Esaminate l’entità di NGEU e del QFP, la loro articolazione e le modalità di spesa del primo, occorre soffermarsi ora sull’ultima delle novità di assoluto rilievo – forse quella principale – che connotano le conclusioni del Consiglio europeo del 21 luglio e, probabilmente, il futuro del processo di integrazione europea. Come è finanziato NGEU?
Mancando sia imposte proprie dell’Unione sia un bilancio europeo sufficientemente ampio, NGEU sarà finanziato mediante l’emissione di debito comune da qui al 2026 garantita mediante risorse dai bilanci nazionali: una ulteriore prova di solidarietà europea che riguarda tutti gli Stati membri e non la sola Eurozona, in ragione della portata della crisi. Non è la prima volta che strumenti di debito europeo sono utilizzati (cfr. L. Tosato, The Recovery Fund: Legal issues, LUISS School of European Political Economicy, Policy brief 23/2020).

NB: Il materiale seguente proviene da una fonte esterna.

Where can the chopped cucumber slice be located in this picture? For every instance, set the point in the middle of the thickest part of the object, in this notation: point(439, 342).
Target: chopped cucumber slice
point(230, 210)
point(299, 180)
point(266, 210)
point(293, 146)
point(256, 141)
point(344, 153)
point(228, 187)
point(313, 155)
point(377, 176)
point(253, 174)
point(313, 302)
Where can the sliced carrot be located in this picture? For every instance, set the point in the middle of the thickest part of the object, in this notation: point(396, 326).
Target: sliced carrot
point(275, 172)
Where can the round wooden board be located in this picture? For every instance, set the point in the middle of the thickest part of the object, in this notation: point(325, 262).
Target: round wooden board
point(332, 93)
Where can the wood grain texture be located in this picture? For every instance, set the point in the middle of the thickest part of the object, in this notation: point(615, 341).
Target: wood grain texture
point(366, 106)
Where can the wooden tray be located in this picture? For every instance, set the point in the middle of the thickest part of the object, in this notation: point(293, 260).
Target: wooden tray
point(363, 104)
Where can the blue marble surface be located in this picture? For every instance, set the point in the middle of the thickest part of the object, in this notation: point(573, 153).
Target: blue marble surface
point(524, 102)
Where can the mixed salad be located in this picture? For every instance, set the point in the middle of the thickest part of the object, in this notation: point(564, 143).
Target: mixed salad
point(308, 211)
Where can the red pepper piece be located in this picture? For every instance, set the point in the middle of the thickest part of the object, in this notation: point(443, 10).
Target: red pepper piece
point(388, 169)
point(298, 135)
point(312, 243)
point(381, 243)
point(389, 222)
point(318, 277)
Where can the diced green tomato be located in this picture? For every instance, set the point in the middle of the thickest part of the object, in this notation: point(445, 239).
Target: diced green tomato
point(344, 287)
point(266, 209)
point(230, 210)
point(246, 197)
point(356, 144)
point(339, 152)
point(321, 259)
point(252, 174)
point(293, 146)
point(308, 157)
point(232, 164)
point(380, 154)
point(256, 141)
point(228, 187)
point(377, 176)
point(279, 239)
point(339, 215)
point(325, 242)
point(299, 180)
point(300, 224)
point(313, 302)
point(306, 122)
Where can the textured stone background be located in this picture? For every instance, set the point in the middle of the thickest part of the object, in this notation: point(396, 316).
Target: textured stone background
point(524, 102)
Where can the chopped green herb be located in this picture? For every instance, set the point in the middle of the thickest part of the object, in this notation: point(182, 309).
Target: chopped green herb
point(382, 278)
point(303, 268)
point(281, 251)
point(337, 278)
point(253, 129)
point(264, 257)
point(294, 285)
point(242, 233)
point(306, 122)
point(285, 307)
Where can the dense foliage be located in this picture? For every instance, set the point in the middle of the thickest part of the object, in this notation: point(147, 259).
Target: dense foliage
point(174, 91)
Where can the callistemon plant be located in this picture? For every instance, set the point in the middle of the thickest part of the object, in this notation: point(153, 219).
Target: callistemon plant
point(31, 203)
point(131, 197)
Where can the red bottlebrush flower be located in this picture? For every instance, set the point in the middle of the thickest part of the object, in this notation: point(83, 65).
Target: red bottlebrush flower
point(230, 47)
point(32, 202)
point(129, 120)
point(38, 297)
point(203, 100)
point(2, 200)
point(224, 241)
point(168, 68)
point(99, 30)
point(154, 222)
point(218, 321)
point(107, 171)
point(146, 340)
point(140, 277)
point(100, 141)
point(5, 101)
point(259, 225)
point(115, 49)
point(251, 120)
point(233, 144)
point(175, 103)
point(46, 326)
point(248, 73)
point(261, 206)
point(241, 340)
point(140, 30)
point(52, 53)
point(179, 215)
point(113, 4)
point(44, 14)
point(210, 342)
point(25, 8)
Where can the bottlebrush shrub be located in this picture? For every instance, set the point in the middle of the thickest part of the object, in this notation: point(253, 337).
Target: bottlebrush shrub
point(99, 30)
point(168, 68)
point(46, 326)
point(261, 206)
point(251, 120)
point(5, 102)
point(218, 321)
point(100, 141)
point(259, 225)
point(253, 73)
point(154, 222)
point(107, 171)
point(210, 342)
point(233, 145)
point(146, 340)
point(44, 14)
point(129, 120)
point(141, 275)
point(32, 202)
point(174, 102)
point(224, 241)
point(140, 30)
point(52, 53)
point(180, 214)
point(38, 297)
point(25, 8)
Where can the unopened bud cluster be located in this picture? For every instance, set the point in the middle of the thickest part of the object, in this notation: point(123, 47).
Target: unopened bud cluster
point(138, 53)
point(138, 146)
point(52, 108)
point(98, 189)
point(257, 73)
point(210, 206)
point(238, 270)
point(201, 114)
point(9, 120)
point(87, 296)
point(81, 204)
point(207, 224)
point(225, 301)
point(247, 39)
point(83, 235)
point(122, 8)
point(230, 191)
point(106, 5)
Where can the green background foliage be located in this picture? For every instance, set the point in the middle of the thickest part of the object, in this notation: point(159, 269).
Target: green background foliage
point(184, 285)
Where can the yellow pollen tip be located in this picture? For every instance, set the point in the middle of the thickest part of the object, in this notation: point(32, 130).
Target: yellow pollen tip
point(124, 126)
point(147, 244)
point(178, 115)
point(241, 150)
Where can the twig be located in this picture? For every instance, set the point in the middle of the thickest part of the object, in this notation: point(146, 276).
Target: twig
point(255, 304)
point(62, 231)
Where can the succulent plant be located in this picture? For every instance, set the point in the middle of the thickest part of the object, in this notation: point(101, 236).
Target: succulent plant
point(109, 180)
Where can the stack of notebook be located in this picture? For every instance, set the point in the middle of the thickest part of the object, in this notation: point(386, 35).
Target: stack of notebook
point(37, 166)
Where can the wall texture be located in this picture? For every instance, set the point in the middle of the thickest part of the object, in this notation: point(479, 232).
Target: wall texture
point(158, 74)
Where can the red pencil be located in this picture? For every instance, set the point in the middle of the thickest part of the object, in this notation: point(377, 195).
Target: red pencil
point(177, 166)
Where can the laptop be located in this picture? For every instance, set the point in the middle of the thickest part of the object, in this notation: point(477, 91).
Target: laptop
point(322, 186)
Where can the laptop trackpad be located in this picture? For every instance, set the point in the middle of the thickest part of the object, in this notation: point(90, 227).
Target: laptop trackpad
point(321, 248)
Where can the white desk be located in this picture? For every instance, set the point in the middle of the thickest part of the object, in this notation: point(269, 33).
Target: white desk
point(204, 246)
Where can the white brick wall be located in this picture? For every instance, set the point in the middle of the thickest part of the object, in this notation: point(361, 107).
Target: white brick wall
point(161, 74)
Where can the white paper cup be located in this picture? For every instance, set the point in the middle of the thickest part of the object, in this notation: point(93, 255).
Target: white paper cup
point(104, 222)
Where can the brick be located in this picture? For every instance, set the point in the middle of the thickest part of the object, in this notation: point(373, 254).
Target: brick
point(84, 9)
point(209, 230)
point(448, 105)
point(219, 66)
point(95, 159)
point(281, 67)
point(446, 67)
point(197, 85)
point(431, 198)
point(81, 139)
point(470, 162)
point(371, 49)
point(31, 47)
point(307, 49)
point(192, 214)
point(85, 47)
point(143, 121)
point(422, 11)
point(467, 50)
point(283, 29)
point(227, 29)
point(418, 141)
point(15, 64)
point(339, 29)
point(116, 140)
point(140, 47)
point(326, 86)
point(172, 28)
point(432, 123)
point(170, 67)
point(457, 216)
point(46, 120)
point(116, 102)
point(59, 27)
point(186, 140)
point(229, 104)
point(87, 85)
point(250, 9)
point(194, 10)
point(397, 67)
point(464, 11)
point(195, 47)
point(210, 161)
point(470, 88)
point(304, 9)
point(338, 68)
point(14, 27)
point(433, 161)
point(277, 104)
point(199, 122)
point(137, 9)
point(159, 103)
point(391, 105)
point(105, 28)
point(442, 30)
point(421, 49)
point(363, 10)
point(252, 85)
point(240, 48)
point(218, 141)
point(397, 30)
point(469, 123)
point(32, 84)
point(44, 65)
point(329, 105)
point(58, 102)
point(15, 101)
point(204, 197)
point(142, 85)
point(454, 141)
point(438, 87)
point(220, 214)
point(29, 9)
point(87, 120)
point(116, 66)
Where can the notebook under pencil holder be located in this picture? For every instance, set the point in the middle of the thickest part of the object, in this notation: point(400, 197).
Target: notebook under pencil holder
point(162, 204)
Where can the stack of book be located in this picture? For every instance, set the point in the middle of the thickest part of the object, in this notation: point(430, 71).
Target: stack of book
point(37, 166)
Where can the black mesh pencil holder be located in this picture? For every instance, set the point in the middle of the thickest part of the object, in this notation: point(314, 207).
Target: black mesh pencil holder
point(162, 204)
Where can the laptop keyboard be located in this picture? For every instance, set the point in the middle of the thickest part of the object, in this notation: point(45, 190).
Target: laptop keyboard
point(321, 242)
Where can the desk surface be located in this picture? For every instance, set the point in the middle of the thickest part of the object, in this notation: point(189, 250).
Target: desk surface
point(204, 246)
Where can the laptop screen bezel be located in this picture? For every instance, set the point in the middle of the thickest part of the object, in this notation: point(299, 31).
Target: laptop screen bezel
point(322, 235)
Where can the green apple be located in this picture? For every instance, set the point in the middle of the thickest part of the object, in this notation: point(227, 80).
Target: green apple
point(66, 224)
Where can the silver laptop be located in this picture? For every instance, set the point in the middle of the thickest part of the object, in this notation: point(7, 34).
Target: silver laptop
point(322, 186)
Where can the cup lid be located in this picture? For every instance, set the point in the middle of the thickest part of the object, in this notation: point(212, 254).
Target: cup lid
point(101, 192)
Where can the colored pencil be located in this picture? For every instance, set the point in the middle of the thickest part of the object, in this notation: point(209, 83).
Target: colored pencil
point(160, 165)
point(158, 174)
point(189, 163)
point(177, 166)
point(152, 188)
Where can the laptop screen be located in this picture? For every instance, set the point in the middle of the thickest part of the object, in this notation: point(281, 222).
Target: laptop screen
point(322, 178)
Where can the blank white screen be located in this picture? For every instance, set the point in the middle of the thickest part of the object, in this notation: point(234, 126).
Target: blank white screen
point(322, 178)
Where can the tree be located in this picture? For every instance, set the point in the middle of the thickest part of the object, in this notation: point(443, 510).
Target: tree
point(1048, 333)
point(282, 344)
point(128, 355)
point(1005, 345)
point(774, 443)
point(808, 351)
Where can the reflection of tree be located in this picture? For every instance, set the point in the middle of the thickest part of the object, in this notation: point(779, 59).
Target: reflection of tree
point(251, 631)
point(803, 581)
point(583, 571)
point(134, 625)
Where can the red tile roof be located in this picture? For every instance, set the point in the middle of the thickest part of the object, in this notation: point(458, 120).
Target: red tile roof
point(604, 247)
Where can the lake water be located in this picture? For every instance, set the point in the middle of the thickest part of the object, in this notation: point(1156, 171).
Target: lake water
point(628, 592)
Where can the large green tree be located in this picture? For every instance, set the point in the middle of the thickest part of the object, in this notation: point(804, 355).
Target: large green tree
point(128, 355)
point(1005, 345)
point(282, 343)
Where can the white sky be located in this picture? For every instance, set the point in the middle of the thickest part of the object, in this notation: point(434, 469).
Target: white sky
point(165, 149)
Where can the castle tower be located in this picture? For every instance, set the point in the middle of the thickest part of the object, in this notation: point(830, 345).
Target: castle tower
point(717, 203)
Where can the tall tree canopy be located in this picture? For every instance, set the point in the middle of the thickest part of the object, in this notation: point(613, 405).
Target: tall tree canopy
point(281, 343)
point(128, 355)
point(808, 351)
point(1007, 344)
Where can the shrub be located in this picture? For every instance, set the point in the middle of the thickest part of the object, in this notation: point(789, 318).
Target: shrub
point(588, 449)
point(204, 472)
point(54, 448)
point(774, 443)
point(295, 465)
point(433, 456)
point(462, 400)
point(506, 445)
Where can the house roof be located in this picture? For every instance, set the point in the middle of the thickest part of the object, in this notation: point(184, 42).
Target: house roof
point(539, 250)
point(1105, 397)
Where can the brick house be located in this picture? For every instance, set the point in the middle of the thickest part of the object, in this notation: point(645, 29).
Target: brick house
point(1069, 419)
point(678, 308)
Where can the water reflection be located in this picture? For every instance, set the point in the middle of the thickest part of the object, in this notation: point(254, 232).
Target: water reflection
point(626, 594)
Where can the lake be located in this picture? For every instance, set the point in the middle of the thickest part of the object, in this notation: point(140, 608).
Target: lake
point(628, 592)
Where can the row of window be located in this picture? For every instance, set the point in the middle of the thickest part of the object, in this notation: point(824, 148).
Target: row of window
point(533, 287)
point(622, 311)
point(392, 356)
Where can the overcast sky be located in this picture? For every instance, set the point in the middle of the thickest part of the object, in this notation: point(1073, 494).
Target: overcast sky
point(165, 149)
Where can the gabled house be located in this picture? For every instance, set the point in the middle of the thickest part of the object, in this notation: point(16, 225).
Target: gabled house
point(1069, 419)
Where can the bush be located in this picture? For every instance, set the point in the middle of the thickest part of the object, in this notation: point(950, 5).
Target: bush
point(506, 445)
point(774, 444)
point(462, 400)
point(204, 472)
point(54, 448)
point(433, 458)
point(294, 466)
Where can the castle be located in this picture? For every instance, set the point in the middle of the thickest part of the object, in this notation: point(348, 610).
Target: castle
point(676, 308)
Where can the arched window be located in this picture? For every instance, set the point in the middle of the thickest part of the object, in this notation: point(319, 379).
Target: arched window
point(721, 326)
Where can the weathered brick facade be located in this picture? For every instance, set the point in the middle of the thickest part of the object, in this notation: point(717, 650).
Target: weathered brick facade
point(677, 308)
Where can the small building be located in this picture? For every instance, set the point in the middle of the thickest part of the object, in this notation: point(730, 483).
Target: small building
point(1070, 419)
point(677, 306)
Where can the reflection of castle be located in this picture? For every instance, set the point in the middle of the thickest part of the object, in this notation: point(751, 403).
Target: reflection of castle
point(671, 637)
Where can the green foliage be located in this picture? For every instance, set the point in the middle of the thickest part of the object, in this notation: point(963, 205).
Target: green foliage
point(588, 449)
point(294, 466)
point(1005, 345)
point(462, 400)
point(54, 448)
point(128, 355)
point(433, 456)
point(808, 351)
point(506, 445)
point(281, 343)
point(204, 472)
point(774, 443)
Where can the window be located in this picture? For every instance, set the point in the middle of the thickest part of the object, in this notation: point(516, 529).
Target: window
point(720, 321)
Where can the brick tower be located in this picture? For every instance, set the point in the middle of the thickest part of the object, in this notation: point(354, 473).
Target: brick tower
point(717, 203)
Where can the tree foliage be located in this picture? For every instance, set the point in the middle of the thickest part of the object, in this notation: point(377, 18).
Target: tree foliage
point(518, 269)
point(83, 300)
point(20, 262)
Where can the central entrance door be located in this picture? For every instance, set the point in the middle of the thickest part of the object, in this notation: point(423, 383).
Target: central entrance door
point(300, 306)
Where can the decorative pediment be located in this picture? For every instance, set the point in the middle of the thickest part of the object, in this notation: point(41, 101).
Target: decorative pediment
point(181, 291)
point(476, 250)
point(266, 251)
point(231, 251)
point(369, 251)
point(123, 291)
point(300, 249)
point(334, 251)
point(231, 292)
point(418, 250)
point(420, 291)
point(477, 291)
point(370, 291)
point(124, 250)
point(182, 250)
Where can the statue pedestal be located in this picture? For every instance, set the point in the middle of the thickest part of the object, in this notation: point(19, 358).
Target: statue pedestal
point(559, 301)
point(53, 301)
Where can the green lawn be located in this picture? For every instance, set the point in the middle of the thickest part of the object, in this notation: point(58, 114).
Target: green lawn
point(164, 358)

La prima volta era accaduto nel 1975, all’epoca della crisi petrolifera, per la creazione del meccanismo di prestito comunitario. Più recentemente un sistema simile era stato attivato per alimentare il fondo finanziario europeo per la stabilizzazione nel 2010, ma con una dotazione di soli 60 miliardi di euro. Le dimensioni dell’operazione finanziaria tramite NGEU sono invece impressionanti e inedite per l’Unione, dovendo emettere debito per 750 miliardi di euro. L’Unione diventerebbe così “[one of] Europe’s largest bond issuers” sui mercati finanziari (cfr. T. Stubbington and M. Arnold, Investors hail Brussels as a new force in bond markets, in Financial Times, 22 luglio 2020).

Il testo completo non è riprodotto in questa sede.